Second, and more serious, the inflationary impulses in play in 2021 may raise inflation expectations above the Committee’s 2% inflation objective. That would be a dangerous outcome and call for monetary policy tightening.
On the Other Side
Even if there are no legacy effects on inflation of the price level shocks and their normalization, the economy will still be in a different place on the other side.

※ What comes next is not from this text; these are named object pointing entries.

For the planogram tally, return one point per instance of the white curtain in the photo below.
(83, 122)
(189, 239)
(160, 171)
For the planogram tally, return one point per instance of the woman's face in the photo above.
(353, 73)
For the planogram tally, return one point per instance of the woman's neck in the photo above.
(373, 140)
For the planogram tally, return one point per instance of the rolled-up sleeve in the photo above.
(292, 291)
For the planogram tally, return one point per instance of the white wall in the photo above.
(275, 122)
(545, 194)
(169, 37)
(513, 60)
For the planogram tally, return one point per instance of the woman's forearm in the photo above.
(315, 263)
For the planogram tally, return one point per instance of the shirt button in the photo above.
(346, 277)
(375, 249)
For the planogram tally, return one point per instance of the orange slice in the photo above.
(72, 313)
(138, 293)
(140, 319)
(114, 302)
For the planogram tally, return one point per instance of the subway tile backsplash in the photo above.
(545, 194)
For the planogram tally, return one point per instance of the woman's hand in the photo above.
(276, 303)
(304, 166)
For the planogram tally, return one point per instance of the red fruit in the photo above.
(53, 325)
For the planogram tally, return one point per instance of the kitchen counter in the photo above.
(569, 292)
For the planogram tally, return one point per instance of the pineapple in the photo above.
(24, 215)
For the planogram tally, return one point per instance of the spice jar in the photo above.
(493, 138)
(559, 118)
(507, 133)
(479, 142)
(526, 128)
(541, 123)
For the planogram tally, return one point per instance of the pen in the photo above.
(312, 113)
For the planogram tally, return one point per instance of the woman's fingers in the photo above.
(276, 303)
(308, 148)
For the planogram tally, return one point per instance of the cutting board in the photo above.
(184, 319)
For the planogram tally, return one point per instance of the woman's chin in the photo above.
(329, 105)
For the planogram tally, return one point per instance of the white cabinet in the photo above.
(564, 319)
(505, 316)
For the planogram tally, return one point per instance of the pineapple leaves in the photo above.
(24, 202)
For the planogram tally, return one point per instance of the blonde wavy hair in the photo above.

That’s because the economy is expected to continue to grow at an above-trend rate and the unemployment rate is expected to continue to decline in 2022 and 2023.
That labor market tightening would result in inflation edging higher—via, yes, the Phillips curve—perhaps from the underlying rate of 1.8% in the pre-pandemic period toward around 2%. Indeed, FOMC participants projected that inflation would be 2.1% in 2022 and 2023.
But in 2023, growth is still expected to be above trend and the unemployment rate is expected to decline further, to 3.5% by the end of the year, ½ percentage point below participants’ median estimate of the NAIRU.
As the economy enters 2024, with growth still slightly above trend, the unemployment rate may edge lower still and inflation may edge up, to 2.2% or 2.3%. And inflation would persist above 2%, as long as the unemployment rate remained below the NAIRU. In that case, inflation expectations might well edge upward, above 2%, unless the FOMC begins to tighten policy.
The June FOMC Meeting
Looking at participants’ median macro and rate projections from the June meeting, we can perhaps understand what FOMC participants were anticipating on the other side and what that called for in terms of monetary policy: an unemployment rate well below the NAIRU and inflation already just above 2% in 2023. In 2024, the unemployment rate would likely be expected to decline further and inflation to rise further above 2%. In that case, inflation expectations might be poised to rise above the 2% objective, even in 2023, in the absence of a timely monetary policy response. That is perhaps what called for two rate hikes in 2023.
The question for the FOMC is why didn’t participants project two hikes in 2023 in March when the macro projections were nearly the same as they were in June? Participants are just beginning to offer their views on why two rate hikes would be appropriate by the end of 2023. The answer may be, as Bullard suggested, that participants were extremely conservative in shifting their dots in March when the macro projections were revised substantially from December. The change in the macro projections from December to June seems much more consistent with the shift in the dots over that period. I look forward to hearing from other FOMC participants.